BI: Vietnam has discreetly fortified several of its islands in the disputed South China Sea with new mobile rocket launchers capable of striking China’s runways and military installations across the vital trade route, according to Western officials.
Diplomats and military officers told Reuters that intelligence shows Hanoi has shipped the launchers from the Vietnamese mainland into position on five bases in the Spratly islands in recent months, a move likely to raise tensions with Beijing.
The launchers have been hidden from aerial surveillance and they have yet to be armed, but could be made operational with rocket artillery rounds within two or three days, according to the three sources. More here from BusinessInsider.
Photos suggest China built reinforced hangars on disputed islands: CSIS
Reuters: Satellite photographs taken in late July show China appears to have built reinforced aircraft hangars on its holdings in disputed South China Sea islands, a Washington-based research group said.
The hangars on Fiery Cross, Subi and Mischief Reefs in the Spratly islands have room for any fighter jet in the Chinese air force, the Center for Strategic and International Studies (CSIS) said in a report on the photographs.
The images have emerged about a month after an international court in The Hague ruled against China’s claims in the resource-rich area, a decision rejected by Beijing. China claims most of the South China Sea, through which $5 trillion in ship-borne trade passes every year. The Philippines, Vietnam, Malaysia, Taiwan and Brunei have overlapping claims.
The United States has urged China and other claimants not to militarize their holdings in the South China Sea.
CSIS said that apart from a brief visit to Fiery Cross Reef by a military transport plane earlier in the year, “there is no evidence that Beijing has deployed military aircraft to these outposts.”
The rapid construction of the hangars, however, “indicates that this is likely to change.”
A U.S. defense official, speaking on condition of anonymity, said it was unlikely the hangers would be used for civilian purposes.
“It’s not like the hangers are for mail planes, they are likely for jets,” the official said.
The official added, however, that the Chinese move was seen as skirting around the line rather than crossing it, and there would be increased concern if China actually moved in military aircraft and started using a reef as a forward operating base.
China has repeatedly denied doing so and has in turn criticized U.S. patrols and exercises for ramping up tensions.
“China has indisputable sovereignty over the Spratly islands and nearby waters,” China’s Defence Ministry said in a faxed response to a request for comment on Tuesday.
“China has said many times, construction on the Spratly islands and reefs is multipurpose, mixed, and with the exception of necessary military defensive requirements, are more for serving all forms of civil needs.”
The hangars all show signs of structural strengthening, CSIS said.
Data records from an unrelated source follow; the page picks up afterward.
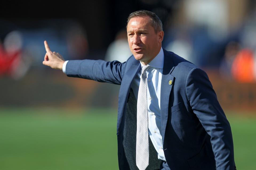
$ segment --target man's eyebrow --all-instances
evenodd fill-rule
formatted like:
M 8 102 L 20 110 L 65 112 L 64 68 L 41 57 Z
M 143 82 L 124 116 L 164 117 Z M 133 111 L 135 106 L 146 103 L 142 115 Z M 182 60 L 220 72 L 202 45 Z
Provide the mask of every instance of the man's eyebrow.
M 138 30 L 138 32 L 146 32 L 147 31 L 147 30 L 145 29 L 139 29 L 139 30 Z M 133 30 L 131 30 L 130 31 L 127 31 L 127 33 L 129 33 L 131 32 L 133 32 Z
M 147 30 L 145 29 L 139 29 L 139 32 L 146 32 Z

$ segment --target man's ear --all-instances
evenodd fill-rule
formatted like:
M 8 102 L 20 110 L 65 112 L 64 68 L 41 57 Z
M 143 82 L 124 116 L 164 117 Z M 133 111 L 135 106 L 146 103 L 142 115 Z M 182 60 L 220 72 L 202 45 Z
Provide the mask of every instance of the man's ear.
M 164 34 L 163 31 L 159 31 L 157 33 L 157 35 L 158 36 L 158 41 L 159 42 L 161 42 L 163 41 Z

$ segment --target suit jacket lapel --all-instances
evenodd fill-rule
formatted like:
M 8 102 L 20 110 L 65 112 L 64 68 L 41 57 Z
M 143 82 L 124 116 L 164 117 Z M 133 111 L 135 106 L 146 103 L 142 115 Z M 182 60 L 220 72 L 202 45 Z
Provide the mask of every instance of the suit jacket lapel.
M 171 56 L 169 53 L 169 52 L 163 49 L 164 59 L 161 83 L 160 103 L 161 135 L 163 144 L 168 118 L 169 97 L 174 83 L 174 77 L 171 75 L 171 73 L 174 67 Z M 169 82 L 170 80 L 171 80 L 171 83 L 170 81 Z
M 119 104 L 117 116 L 117 132 L 122 133 L 124 124 L 125 116 L 123 113 L 124 108 L 128 96 L 128 94 L 133 80 L 140 69 L 141 66 L 139 61 L 136 60 L 133 56 L 131 64 L 127 65 L 127 71 L 124 75 L 120 87 L 118 97 Z M 122 136 L 122 135 L 120 135 Z

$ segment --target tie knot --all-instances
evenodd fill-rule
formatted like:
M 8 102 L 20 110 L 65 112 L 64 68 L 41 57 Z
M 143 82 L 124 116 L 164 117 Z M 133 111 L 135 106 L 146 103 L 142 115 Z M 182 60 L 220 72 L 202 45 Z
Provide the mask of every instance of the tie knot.
M 141 71 L 141 74 L 143 74 L 145 73 L 147 70 L 149 69 L 150 66 L 142 66 L 142 71 Z

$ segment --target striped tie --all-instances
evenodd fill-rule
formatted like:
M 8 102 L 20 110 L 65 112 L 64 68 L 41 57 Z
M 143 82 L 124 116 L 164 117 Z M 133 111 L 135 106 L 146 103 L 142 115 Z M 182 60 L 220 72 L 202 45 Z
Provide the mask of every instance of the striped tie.
M 149 68 L 149 66 L 142 66 L 137 103 L 136 164 L 140 170 L 145 170 L 147 167 L 149 157 L 146 74 Z

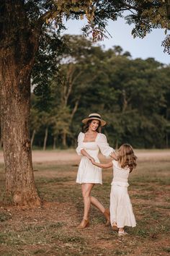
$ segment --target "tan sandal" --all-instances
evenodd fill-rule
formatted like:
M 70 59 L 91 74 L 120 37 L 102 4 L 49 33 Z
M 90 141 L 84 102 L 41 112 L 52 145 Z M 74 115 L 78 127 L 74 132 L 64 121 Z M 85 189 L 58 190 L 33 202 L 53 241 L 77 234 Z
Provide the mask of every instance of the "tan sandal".
M 77 229 L 82 229 L 86 228 L 89 226 L 89 221 L 85 220 L 85 218 L 83 218 L 81 223 L 78 226 Z

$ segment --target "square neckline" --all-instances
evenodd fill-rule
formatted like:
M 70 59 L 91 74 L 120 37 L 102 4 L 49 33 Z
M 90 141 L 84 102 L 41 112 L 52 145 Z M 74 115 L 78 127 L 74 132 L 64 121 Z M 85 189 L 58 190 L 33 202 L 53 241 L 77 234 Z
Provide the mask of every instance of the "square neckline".
M 84 132 L 82 132 L 82 133 L 84 134 L 84 137 L 85 137 L 85 133 L 84 133 Z M 95 140 L 93 140 L 93 141 L 85 141 L 85 142 L 83 140 L 83 143 L 91 143 L 91 142 L 96 142 L 96 140 L 97 140 L 97 137 L 98 137 L 99 134 L 99 132 L 97 132 L 97 137 L 96 137 Z

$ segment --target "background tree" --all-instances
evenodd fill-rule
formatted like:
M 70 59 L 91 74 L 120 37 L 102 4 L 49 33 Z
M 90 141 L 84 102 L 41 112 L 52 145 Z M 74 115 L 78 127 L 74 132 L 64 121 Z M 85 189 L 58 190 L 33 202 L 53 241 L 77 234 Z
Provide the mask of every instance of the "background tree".
M 169 9 L 163 1 L 0 0 L 0 6 L 1 126 L 6 195 L 18 205 L 39 205 L 29 117 L 31 72 L 42 35 L 46 38 L 54 26 L 60 30 L 64 17 L 86 15 L 88 25 L 84 32 L 91 33 L 94 40 L 101 39 L 107 19 L 115 20 L 123 11 L 130 10 L 133 14 L 128 22 L 135 23 L 134 35 L 144 36 L 152 27 L 169 28 Z M 169 47 L 169 38 L 164 43 Z

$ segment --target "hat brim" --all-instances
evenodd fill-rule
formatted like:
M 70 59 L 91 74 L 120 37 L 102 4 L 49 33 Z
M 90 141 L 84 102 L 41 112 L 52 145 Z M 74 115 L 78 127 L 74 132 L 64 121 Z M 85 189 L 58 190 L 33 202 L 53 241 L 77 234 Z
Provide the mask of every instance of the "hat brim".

The new images were first reported by the New York Times.
Other facilities including unidentified towers and hexagonal structures have also been built on the islets in recent months, CSIS said.
Ties around the region have been strained in the lead-up to and since The Hague ruling.
China has sent bombers and fighter jets on combat patrols near the contested South China Sea islands, state media reported on Saturday. Japan has complained about what it has said were multiple intrusions into its territorial waters around another group of islands in the East China Sea.